Keywords: Congenital heart disease, screening, Echocardiography



Manuscript received: 2nd April 2017, Reviewed: 11th April 2017
Author Corrected: 18th April 2017, Accepted for Publication: 25th April 2017

Introduction

Congenital heart diseases (CHDs) are defined as a gross structural abnormality of heart or intrathoracic great vessels that are of functional significance occurring as an isolated or associated with other congenital anomalies. Twenty-eight percent of all major congenital anomalies are associated with heart defect1.  The incidence of congenital heart defects in neonates is varied in different studies and is usually reported to be 3–5/1000 live births.

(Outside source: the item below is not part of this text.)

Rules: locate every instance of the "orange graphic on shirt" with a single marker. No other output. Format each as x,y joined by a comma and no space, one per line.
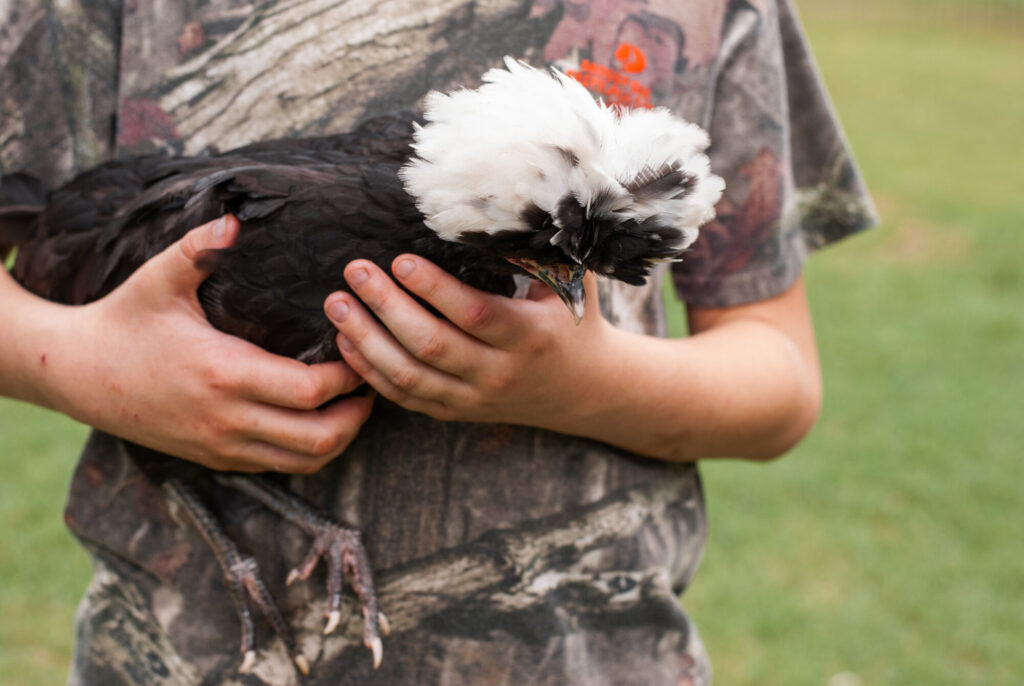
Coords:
615,87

Recent studies have reported incidence of CHDs to range between 8 to 10/1000 live births [1].

Congenital heart diseases are the most common congenital fetal malformations and are responsible for a high rate of child mortality and morbidity. In India, Congenital Heart Disease may account for 10% of the present infant mortality. CHDs are more frequent in neonates in the neonatal intensive care unit than in live born neonates in population. About 25% of CHDs are life threatening and may manifest before the first routine clinical examination. Failure to identify these critical lesions immediately after birth leads to delay in referral and increased mortality and morbidity [2]. Recent studies have reported a high sensitivity and specificity for pulse oximetry for early detection of CHD in newborn infants. Combining pulse oximetry with clinical examination can enhance the clinician’s ability to detect life-threatening CHD in a timely manner. Heart murmur, central cyanosis and major congenital abnormalities were found statistically higher in the neonates with cardiac disorder [3,4]..

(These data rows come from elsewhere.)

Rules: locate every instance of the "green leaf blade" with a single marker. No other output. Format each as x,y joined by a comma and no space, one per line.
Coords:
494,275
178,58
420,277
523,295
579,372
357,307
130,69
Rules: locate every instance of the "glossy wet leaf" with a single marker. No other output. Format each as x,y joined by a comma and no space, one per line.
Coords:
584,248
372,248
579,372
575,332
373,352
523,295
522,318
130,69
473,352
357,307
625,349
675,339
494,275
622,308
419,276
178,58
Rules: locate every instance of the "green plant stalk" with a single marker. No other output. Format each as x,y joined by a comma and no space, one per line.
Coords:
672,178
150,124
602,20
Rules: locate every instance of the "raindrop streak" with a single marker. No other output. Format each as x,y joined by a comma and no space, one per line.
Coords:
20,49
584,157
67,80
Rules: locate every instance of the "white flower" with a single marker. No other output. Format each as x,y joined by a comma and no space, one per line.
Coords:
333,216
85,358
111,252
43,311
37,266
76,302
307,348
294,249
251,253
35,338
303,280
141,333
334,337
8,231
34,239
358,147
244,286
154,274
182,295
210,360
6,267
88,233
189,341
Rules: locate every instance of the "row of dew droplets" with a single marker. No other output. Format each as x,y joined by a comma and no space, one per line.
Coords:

The incidence and type of CHDs are varied among neonates with normal or low or extremely low birth weight. There are, however, few studies of the incidence in very low birth weight neonates; most studies relate to gestational age rather than birth weight. The purpose of this study was to determine the incidence, pattern of CHD like weight, clinical signs, and pulse oximetry diagnosis in neonates in a neonatal intensive care unit of a tertiary care institute [5].

Materials and Methods

A 5-year prospective observational study was done between January 2012 to December 2016 in the neonatal ICU of Vydehi institute of medical sciences. In this observational study, all the neonates suspected to have congenital heart disease in the NICU on the basis of history clinical examination, pulse oximetry, chest X ray were included in the study and confirmed by 2D echocardiography and colour Doppler study. On the basis of echocardiography, profile of various congenital heart defects was studied. A total of 2658 cases were admitted in neonatal ICU during this study period in which screening ECHO was done in 1974 cases. The same trained neonatologist performed clinical evaluation and ECHO within the first 24 hours of admission to the NICU.

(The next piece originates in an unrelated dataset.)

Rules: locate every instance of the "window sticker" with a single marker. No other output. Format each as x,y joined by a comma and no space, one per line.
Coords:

Screening ECHO was done in the below cases[6]
1. Any child with SpO2 <94% at room air/or visible cyanosis
2. Respiratory distress
3. Murmur
4. Abnormal heart sounds
5. Abnormal Blood Pressure
6. Differential Peripheral pulses
7. Abnormal chest X-Ray
8. Unexplained CHF
9. Preterm babies with gestation less than 37 weeks or birth weight less than 2500gms
10. Babies born to mothers with gestation diabetes mellitus

We conducted screening for SpO2 using Masimo Rad 7 pulse oximetry (Masimo Corporation, Irvine, CA, USA) and disposable probes. All patients in our NICU are continuously monitored with a pulse oximetry throughout their stay. The same probe was used sequentially to determine the right upper limb and a lower limb SpO2. Each screening attempt was conducted over a 3-min period with the infant in the supine position. The pulse oximetry measure was considered complete once the waveform on the plethysmograph was stable.

Interatrial septum opening less than 5 mm and the patent ductus arteriosus (PDA) presenting in first 72 hours is not taken into the study [7, 8]. PDA if found hemodynamically significant, that is having ductal diameter more than 1.4mm, Pulse-wave Doppler of the descending aorta shows reversed end-diastolic flow, Pulse-wave Doppler in main pulmonary artery shows turbulent systolic and diastolic flow and large left-to-right shunt with a pulsatile flow pattern and the highest velocity at end systole are taken into the study group. Neonates less than 500gms, died within 3 days of life or admission to NICU were excluded from the study.

Sociodemographic characteristics, perinatal characteristics, maternal history, physical examination, echocardiography results were recorded. Maternal age, miscarriage and stillbirth, brother history of CHD, diabetes, systemic lupus erythematosis (SLE), exposure to radiation, TORCH infection in pregnancy, smoking and alcohol use, intermarriage, CHD in the family were included. A trained neonatologist using Hd11XE performed ECHO –Philips using mainly Cardiac probes 12-14.if any abnormality detected was confirmed by a qualified cardiologist and followed upto 6 weeks.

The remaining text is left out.